Others tied Kavanaugh’s ruling to the SAVE America Act, Trump’s sweeping voter suppression bill.

“Kavanaugh is telling Congress they can pass a bill to fix birthright citizenship and it wouldn’t violate the 14th Amendment. Just add this to the SAVE Act and pass it all,” Jack Posobiec, a far-right influencer, also said in a post. 

Those legislative attempts are unlikely to succeed — in large part because an amendment or a new statute would probably also be challenged as a violation of the 14th Amendment. Given Tuesday’s ruling, it’s unclear whether the Roberts Court would uphold a legislative attempt to restrict birthright citizenship. 
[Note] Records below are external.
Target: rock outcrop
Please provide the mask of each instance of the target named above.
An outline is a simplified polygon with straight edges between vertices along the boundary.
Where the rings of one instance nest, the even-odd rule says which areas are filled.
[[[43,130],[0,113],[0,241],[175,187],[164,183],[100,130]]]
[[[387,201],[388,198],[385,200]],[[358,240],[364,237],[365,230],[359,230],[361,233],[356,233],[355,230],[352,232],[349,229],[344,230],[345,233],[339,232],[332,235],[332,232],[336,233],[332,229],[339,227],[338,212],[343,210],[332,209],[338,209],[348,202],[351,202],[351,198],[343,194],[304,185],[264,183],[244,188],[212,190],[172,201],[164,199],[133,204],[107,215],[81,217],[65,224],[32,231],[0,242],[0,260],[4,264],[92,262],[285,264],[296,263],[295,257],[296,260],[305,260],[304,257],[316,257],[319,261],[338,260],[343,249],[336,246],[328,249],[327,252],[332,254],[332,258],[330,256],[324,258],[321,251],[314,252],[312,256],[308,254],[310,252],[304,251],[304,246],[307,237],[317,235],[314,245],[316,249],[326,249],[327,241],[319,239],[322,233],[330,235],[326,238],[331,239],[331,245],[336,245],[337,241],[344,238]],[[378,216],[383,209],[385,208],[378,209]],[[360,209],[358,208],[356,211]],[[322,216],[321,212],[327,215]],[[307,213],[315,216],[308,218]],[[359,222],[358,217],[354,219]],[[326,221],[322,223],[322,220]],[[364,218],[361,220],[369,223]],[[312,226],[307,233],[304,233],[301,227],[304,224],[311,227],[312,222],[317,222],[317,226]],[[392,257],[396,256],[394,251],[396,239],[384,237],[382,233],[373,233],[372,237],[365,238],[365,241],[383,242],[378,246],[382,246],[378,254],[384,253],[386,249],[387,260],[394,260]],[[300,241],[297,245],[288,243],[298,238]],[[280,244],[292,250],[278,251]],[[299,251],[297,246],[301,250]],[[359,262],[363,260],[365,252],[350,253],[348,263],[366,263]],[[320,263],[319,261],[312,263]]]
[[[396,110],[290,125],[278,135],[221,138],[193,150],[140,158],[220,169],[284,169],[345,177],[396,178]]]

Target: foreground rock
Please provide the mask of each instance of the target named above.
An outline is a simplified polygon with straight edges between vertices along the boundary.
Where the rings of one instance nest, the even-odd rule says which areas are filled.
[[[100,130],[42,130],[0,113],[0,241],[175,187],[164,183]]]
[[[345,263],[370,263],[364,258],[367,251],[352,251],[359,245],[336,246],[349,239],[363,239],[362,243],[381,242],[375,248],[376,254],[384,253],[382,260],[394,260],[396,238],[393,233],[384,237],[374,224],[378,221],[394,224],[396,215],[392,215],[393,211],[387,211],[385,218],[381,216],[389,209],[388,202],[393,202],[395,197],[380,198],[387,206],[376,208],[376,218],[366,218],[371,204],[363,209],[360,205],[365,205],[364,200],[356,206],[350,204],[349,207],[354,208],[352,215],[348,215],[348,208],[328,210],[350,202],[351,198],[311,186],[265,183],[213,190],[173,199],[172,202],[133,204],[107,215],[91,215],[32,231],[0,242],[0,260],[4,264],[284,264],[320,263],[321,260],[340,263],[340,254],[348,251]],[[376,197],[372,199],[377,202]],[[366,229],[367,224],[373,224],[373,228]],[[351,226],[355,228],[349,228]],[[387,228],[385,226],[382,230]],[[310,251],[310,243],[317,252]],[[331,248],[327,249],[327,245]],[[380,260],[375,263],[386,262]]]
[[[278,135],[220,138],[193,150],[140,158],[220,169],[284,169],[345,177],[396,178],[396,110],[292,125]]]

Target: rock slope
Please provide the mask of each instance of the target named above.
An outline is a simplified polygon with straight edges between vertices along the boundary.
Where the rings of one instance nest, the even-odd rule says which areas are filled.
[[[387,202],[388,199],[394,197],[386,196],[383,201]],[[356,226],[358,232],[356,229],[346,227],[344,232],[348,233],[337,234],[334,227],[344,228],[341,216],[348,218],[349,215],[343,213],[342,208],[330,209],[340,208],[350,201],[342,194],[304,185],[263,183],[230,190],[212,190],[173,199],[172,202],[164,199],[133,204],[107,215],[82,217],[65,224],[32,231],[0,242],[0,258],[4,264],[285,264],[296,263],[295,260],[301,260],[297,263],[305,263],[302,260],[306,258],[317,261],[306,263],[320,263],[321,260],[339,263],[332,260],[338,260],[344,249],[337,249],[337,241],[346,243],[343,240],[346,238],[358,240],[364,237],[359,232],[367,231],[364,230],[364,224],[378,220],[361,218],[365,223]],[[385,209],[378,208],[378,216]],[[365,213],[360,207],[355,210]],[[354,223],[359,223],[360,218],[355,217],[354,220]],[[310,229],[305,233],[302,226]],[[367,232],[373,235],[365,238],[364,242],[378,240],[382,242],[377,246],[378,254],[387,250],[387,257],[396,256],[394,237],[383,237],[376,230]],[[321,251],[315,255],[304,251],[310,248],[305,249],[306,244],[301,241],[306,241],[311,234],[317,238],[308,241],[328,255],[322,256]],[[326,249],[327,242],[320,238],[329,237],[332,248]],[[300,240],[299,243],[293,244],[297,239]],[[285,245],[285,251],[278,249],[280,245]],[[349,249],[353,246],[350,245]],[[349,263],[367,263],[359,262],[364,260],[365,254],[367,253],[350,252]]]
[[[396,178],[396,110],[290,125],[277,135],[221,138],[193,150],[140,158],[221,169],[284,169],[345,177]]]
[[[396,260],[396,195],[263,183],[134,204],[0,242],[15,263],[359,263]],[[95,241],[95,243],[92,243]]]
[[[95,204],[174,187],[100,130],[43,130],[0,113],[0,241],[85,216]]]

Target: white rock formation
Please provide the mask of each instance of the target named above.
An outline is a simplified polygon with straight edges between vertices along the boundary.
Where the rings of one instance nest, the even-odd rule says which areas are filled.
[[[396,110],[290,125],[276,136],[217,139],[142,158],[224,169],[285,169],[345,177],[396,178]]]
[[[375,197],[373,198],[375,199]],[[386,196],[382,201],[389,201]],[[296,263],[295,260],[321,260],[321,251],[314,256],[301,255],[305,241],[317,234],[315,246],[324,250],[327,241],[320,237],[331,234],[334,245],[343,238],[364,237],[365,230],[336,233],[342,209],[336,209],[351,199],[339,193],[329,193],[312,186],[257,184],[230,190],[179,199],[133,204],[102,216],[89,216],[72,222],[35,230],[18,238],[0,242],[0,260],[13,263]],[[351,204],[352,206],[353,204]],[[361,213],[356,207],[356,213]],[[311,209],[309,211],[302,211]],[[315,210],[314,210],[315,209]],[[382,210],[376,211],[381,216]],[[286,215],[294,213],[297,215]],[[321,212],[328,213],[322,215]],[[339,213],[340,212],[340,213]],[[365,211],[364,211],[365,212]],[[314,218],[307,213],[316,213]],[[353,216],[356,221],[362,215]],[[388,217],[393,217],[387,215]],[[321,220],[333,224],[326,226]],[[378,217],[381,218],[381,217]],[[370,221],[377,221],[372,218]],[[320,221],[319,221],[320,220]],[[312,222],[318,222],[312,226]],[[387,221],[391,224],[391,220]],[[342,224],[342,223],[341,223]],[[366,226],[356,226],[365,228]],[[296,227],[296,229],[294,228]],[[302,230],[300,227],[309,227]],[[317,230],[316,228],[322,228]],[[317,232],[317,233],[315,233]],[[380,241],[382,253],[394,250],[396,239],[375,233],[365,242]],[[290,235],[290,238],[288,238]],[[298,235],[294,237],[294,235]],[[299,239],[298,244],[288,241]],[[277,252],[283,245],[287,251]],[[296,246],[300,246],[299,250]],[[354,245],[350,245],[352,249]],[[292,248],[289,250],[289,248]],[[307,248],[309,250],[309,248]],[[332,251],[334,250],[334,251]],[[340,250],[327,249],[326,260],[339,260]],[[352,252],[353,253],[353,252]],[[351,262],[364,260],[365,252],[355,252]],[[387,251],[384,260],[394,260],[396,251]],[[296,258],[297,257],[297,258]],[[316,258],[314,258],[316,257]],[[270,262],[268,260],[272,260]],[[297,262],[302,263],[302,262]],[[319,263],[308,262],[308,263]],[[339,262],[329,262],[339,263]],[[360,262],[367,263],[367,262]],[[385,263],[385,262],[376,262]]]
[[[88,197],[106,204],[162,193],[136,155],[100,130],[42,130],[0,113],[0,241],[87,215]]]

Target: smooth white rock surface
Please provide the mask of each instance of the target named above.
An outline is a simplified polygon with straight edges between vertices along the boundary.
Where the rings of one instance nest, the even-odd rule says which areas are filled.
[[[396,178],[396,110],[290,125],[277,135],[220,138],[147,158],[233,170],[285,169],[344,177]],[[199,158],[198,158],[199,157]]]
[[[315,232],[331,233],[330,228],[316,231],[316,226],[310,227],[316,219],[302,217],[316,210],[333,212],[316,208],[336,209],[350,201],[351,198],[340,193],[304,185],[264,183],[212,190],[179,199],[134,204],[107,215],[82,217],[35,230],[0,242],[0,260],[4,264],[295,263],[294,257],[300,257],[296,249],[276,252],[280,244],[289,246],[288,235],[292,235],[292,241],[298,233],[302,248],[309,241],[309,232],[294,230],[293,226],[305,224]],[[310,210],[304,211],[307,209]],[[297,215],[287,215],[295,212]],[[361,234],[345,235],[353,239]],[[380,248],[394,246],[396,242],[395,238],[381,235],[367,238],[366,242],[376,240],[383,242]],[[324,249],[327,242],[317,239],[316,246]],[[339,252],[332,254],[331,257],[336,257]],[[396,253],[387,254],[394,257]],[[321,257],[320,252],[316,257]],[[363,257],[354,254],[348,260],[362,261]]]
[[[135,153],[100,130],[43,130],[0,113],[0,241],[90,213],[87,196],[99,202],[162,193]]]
However, a future — potentially more conservative — court could. In an effort to produce such a Court, some conservatives proposed refashioning Barbara into a new test for future judicial nominees.

“Easy test now: ‘Do you agree that Trump v. Barbara was correctly decided by the Supreme Court?’ Those who answer yes should not be nominated,” suggested Gene Hamilton, the president of America First Legal, a legal nonprofit founded by White House aide Stephen Miller.

“I just want dumb justices who will fall in line,” Mike Davis, a conservative attorney who is heavily involved in vetting Trump’s judicial nominees, said on a far-right podcast while discussing efforts to remake the Supreme Court in light of the new ruling.

Tuesday’s ruling preserved birthright citizenship. But it also laid bare the far right’s goal to significantly pare back the longstanding practice — an effort they may just be starting to organize around.

As Justice Clarence Thomas wrote in a dissenting opinion Tuesday, “I am not sure that today’s opinion will stand the test of time.”